Cependant, comme dans ce monde le mal se trouve partout mêlé au bien, il arrivait que M. de Voltaire, sensible à l’applaudissement universel dont il jouissait, ne l’était pas moins aux piqûres de ces insectes qui croupissent dans les fanges de l’Hippocrène. Loin de les punir, il les immortalisait en plaçant leurs noms obscurs dans ses ouvrages. Mais il ne recevait d’eux que des éclaboussures légères, en comparaison des persécutions plus violentes qu’il eut à souffrir des ecclésiastiques, qui, par état, n’étant que des ministres de paix, n’auraient dû pratiquer que la charité et la bienfaisance : aveuglés par un faux zèle autant qu’abrutis par le fanatisme, ils s’acharnèrent sur lui, et voulurent l’accabler en le calomniant. Leur ignorance fit échouer leur projet ; faute de lumières, ils confondaient les idées les plus claires ; de sorte que les passages où notre auteur insinue la tolérance furent interprétés par eux comme contenant les dogmes de l’athéisme. Et ce même Voltaire, qui avait employé toutes les ressources de son génie pour prouver avec force l’existence d’un Dieu, s’entendit accuser, à son grand étonnement, d’en avoir nié l’existence.
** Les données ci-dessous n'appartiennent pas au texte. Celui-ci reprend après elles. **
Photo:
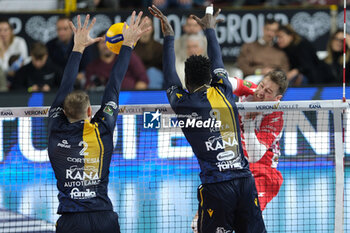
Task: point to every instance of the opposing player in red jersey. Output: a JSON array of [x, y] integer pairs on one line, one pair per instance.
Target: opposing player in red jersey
[[261, 132]]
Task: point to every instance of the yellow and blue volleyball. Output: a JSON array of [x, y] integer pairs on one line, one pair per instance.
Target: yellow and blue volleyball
[[114, 37]]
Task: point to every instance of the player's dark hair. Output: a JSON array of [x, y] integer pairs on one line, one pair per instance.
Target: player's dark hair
[[38, 50], [280, 78], [76, 104], [197, 71], [63, 17], [288, 29], [270, 21]]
Le fiel que ces âmes dévotes répandirent si maladroitement sur lui trouva des approbateurs chez les gens de leur espèce, et non pas chez ceux qui avaient la moindre teinture de dialectique. Son crime véritable consistait en ce qu’il n’avait pas lâchement déguisé dans son histoire les vices de tant de pontifes qui ont déshonoré l’Église ; de ce qu’il avait dit avec Fra-Paolo, avec Fleury, et tant d’autres, que souvent les passions influent plus sur la conduite des prêtres que l’inspiration du Saint-Esprit ; que dans ses ouvrages il inspire de l’horreur contre ces massacres abominables qu’un faux zèle a fait commettre, et qu’enfin il traitait avec mépris ces querelles inintelligibles et frivoles auxquelles les théologiens de toute secte attachent tant d’importance. Ajoutons à ceci, pour achever ce tableau, que tous les ouvrages de M. de Voltaire se débitaient aussitôt qu’ils sortaient de la presse, et que, dans ce même temps, les évêques voyaient avec un saint dépit leurs mandements rongés des vers, ou pourrir dans les boutiques de leurs libraires.
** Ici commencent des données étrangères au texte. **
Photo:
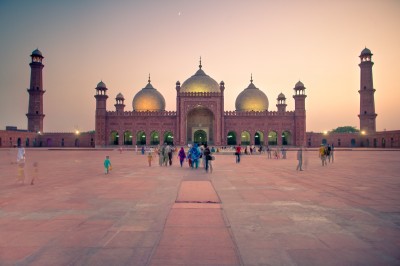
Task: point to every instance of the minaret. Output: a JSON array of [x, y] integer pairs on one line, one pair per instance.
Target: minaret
[[119, 105], [300, 113], [35, 109], [101, 112], [367, 103], [281, 103]]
Voilà comme raisonnent des prêtres imbéciles. On leur pardonnerait leur bêtise, si leurs mauvais syllogismes n’influaient pas sur le repos des particuliers : tout ce que la vérité oblige de dire, c’est qu’une aussi fausse dialectique suffit pour caractériser ces êtres vils et méprisables qui, faisant profession de captiver leur raison, font ouvertement divorce avec le bon sens.
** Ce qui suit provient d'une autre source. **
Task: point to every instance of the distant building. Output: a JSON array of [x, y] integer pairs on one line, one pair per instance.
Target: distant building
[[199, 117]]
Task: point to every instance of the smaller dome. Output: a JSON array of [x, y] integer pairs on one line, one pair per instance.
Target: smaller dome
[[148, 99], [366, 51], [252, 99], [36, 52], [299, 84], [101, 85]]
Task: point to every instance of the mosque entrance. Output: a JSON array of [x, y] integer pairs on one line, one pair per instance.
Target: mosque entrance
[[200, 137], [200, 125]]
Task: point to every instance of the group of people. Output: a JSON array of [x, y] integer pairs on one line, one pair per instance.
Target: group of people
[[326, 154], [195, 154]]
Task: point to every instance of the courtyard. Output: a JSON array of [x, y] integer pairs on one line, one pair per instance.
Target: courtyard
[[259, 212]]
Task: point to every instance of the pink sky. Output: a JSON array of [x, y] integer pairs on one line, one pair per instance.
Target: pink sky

Puisqu’il s’agit ici de justifier M. de Voltaire, nous ne devons dissimuler aucune des accusations dont on le chargea. Les cagots lui imputèrent donc encore d’avoir exposé les sentiments d’Épicure, de Hobbes, de Woolston, du lord Bolingbroke, et d’autres philosophes. Mais n’est-il pas clair que, loin de fortifier ces opinions par ce que tout autre y aurait pu ajouter, il se contente d’être le rapporteur d’un procès dont il abandonne la décision à ses lecteurs ? Et de plus, si la religion a pour fondement la vérité, qu’a-t-elle à appréhender de tout ce que le mensonge peut inventer contre elle ? M. de Voltaire en était si convaincu qu’il ne croyait pas que les doutes de quelques philosophes pussent l’emporter sur les inspirations divines.